Difference and summary

Hash&length-1 In JDK1.7, the data structure is array and single linked list, and the data structure is array and single linked list and red and black tree. In JDK1.7, the data structure is array and single linked list and red and black tree, and the data structure is array and single linked list and red and black tree. 1.8 is the addition of red-black tree, tail insertion method, can avoid the problem of reverse order infinite loop.

What are the shortcomings of HashMap and how to solve and optimize it

Hashmap has key-value nullability, thread insecurity, unordered, storage location changes over time, i.e

Why wrapper classes like String and Integer in HashMap are suitable for key keys

If the key in a HashMap is of Object type, what methods need to be implemented?

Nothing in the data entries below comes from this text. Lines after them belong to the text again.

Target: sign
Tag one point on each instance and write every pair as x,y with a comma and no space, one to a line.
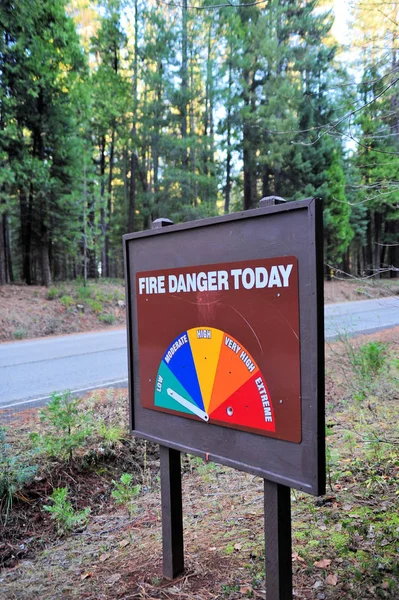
210,363
225,339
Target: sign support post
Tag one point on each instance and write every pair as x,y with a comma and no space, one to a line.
278,550
171,495
209,377
172,513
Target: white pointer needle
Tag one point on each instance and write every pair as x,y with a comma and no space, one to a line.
187,404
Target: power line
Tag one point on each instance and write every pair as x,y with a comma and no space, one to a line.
212,6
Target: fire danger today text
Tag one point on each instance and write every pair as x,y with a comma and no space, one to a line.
217,280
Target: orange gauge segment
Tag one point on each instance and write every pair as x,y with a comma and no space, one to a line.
250,406
211,377
205,343
235,367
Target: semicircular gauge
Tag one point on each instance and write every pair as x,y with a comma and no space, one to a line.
208,374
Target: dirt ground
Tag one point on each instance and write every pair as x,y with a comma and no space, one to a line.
34,311
345,544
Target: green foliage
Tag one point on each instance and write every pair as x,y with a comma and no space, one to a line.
52,293
95,305
85,292
62,512
369,359
19,334
14,474
108,319
67,301
125,492
67,428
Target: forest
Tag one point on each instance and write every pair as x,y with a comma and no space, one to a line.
116,112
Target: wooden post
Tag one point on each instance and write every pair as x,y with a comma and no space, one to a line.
278,547
172,513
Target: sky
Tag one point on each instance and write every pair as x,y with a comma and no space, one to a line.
340,28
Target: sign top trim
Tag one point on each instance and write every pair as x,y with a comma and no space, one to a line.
247,214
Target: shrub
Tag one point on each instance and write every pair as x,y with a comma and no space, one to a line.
14,474
95,305
62,511
67,301
109,319
369,359
85,292
19,334
125,492
67,428
52,293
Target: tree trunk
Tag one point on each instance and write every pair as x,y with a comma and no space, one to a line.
109,204
132,191
3,259
103,223
183,103
25,205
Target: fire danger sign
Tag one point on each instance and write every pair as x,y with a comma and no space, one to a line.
220,344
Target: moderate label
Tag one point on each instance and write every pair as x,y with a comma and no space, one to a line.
220,344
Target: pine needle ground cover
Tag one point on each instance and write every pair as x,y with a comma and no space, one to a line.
345,544
37,311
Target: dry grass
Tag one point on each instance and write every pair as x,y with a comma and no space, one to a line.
355,527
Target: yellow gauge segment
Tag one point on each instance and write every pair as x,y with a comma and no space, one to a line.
206,343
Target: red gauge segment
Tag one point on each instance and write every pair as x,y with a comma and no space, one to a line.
249,406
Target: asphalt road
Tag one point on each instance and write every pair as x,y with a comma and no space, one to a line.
31,370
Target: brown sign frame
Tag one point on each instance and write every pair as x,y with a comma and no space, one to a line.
292,229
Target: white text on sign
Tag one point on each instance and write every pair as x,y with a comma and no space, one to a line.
215,281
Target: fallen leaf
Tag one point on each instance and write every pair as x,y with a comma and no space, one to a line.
245,589
295,556
324,563
113,579
104,557
237,547
332,579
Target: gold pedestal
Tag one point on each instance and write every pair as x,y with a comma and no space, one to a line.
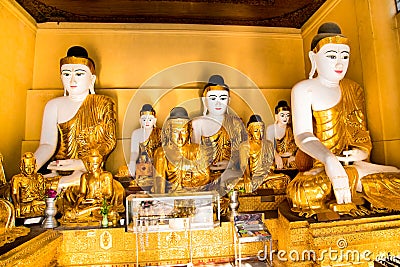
351,242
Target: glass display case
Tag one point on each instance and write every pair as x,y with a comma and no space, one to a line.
169,212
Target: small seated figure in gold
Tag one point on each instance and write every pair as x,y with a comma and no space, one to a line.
257,156
8,231
281,134
28,189
221,132
144,142
83,203
180,165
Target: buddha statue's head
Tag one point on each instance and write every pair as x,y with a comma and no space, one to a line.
255,127
77,72
215,96
93,160
329,53
147,117
177,127
28,164
282,113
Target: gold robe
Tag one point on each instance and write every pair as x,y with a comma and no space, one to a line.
225,144
93,126
286,144
341,128
181,169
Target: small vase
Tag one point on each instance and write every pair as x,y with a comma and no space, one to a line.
50,213
104,222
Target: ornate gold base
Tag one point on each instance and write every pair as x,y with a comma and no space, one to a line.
352,242
37,252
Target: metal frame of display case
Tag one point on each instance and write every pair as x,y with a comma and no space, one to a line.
240,240
139,222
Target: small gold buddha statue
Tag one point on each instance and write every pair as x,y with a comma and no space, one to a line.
28,189
179,164
8,231
83,203
329,124
144,142
281,134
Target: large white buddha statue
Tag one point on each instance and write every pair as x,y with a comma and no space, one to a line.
329,124
146,139
220,131
76,122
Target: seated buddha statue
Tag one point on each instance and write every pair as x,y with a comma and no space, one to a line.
144,142
83,203
255,155
8,231
281,134
329,124
28,189
221,132
180,165
77,122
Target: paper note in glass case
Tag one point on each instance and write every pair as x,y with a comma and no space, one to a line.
166,212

Part of the content borrowed from the website
www.jianshu.com/p/8324a3457…

This is the first time FOR me to write an article seriously. Just be careful because I have written thousands of words like this. In the future, I will write an article on technology stack every few days and sync it to Github! If you have any bad places and deficiencies, please point them out!